【連載】ミドルリーダーの学校経営 ③ リーダーシップの分散化

東京大学大学院教育学研究科教授 勝野正章

 

校内で意識的・計画的にミドル・リーダーを「育てる」方法として、主任などの職責や学校運営上の重要な仕事を任せるというものがある。その場合、管理職から仕事を割り当てるだけでなく、教員からの自主的な提案を可能な限り採用していくと、ミドル・リーダーが「育つ」土壌を耕すことにもなる。

管理職としては、ミドル・リーダーに教員との連絡役を期待するだけでなく、教員自身の得意分野で文字通り周囲をリードする機会を積極的に準備するようにしたい。

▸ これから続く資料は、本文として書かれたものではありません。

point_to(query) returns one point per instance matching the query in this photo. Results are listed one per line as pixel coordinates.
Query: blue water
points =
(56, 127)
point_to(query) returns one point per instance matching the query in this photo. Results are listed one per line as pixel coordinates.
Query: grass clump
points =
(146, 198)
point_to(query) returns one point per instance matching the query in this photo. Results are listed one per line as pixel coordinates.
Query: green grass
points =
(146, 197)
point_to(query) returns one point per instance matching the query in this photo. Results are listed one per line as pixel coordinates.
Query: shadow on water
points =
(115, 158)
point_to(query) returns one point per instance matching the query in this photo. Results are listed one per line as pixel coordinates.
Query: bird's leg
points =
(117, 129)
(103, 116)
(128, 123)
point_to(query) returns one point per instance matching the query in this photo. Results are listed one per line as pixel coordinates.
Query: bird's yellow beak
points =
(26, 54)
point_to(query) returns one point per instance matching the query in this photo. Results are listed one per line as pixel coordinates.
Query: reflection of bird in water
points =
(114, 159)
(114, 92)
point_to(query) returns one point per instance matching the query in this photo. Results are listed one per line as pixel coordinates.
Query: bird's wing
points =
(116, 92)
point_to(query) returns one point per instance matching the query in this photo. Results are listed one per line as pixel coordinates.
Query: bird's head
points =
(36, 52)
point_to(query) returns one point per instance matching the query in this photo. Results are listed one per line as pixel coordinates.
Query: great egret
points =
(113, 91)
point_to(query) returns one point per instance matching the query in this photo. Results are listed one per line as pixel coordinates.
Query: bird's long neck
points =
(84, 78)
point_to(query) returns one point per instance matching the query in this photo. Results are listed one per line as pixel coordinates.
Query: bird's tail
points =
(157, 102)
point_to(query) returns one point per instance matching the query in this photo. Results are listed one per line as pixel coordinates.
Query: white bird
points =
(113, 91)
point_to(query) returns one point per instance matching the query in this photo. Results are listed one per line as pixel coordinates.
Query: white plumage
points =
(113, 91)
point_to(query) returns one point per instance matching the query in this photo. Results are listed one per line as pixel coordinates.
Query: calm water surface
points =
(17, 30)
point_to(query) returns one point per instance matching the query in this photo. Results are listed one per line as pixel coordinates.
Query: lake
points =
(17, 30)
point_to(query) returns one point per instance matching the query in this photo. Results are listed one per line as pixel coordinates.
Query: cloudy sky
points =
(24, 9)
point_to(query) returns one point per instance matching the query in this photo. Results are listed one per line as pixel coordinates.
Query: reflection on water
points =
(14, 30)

ところで、管理職がリーダーシップを独占するのではなく、ミドル・リーダーたちが随所で力を発揮している状態は「分散型リーダーシップ」と呼ばれ、近年、学校の組織力と教育力を高めるリーダーシップとして世界的に注目を集めている。分散型リーダーシップが働いている学校では、学校の教育目標がよく共有され、子供たちの背景や必要に応じたきめの細かい指導が行われていることが指摘されている。

テストで測られる学力も高くなる傾向が見られる。これは、リーダーシップの分散化(共有)が教育目標を達成するための取り組みに対する教員の主体性を高め、協働的な活動を促進し、学校の諸課題に対するより良い問題解決を可能にするからであろう。

OECDが2013年に実施した「国際教員指導環境調査(Teaching and Learning International Survey:TALIS)」では、分散型リーダーシップを「学校の意思決定に校長だけでなく、学校運営チームの校長以外のメンバーや副校長、教員等が参画している」状態と定義し、その他の学校の特徴との関連性を探っている。その結果、日本を含む多数の国で「相互に尊重する学校の雰囲気」との間に一貫した関連性が見いだされた。

ミドル・リーダーが「育つ」には、年齢や経験、公式の職責などにかかわりなく、自由に意見を述べ提案できること、互いに健康状態や家庭の状況などにも配慮しつつ、仕事の価値と頑張りを認め合えることが重要なのである。